Arise, my love, my beautiful one, and come away."
- Song of Songs 2:10-13
"vacation? with your family?" ... my co-worker sounded interested.
"nope, just me, the mountains, and Jesus..." I wasn't trying to hide my excitement.
"Oh, gonna go get your life figured out?" pshhhhhhhhh.... right...
"No, I think I'll go and wipe the slate clean, throw my plans in the trash, ya know?"
"Hahaha, gotcha." They didn't get me.
Sometimes my soul needs that kind of getaway... like Jesus did...
a few days (maybe 40, who knows) to meet with the Father in the wilderness.
Precious time, not to make sense of the present or future, but to make sense of who I am.
Maybe it's backwards thinking but it's exactly what needs to happen...
Life’s a bit like quicksand... the more you try and help yourself, the closer you get to drowning in your mess. So really, our time in this world is best spent throwing our hands and screaming, "Abba! Please!" When He sees me in my mess - kicking and making my situation into a bigger unholy monstrosity - He has always grabbed me and spoken to my soul something like "Arise, my love, my beautiful one, and come away..." And there I notice something deeper than the unanswered questions of all my petty to-do's - That I am loved, despite my unholy mess.
Because, if I'm honest, unless I know that Jesus loves me... unless I am living in full-fledged knowledge of His
backwards, paradoxical, jealous love... then I won't live like Jesus is all that important to me. Jesus becomes the chore that I might get to after all my other chores are done... maybe.
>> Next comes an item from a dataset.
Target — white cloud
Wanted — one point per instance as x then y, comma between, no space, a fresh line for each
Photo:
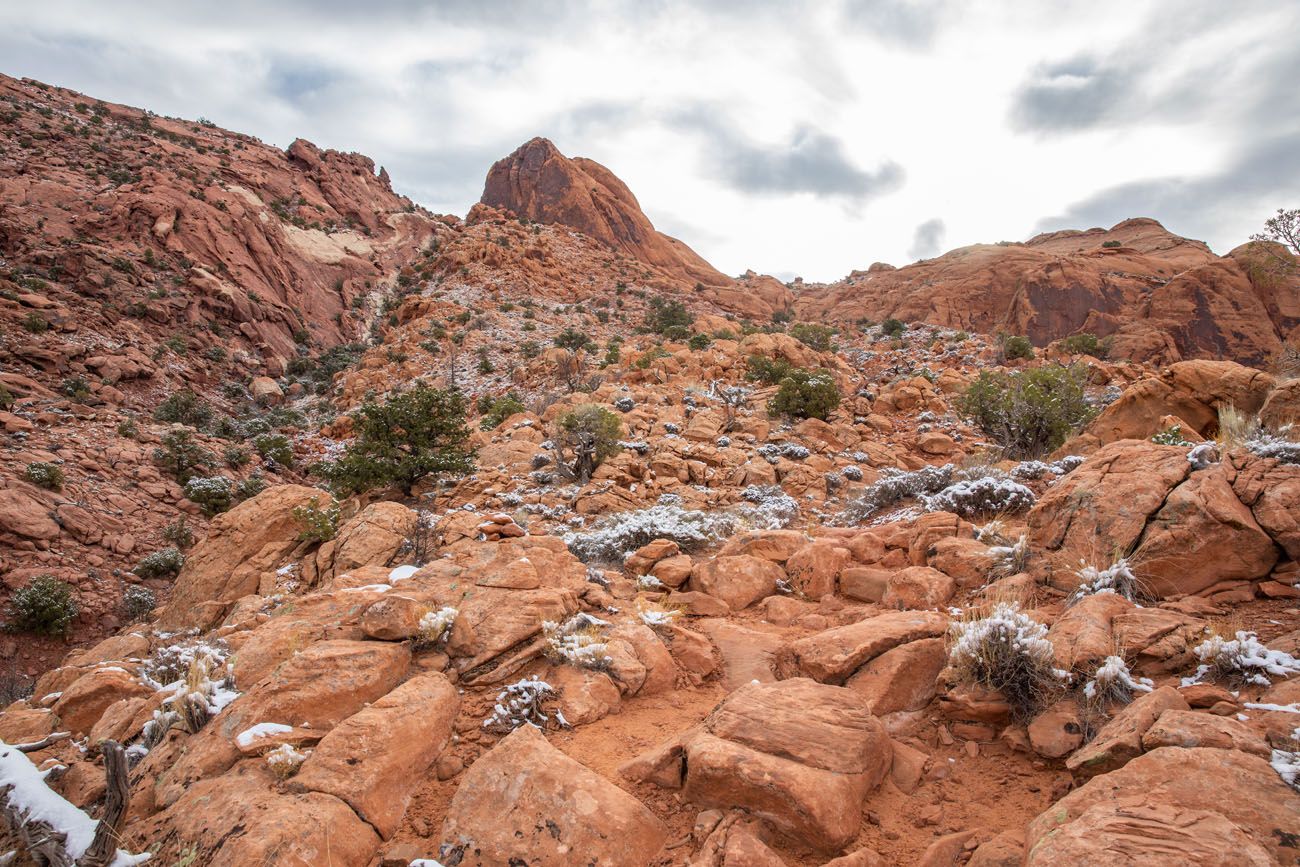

And then, after the day is done and I'm fainting, I slip under the covers and whisper "tomorrow Lord, yes, tomorrow."
But if Jesus loves me (oh and He really does), then my attitude changes and the chores I have to do become
love songs... they are indeed themselves the "cooing of the turtledove" and behind them the voice of Jesus saying, "come away with me," and in doing them my response becomes, "yes Lord, I am on my way!"
"Arise, my love, my beautiful one, and come away."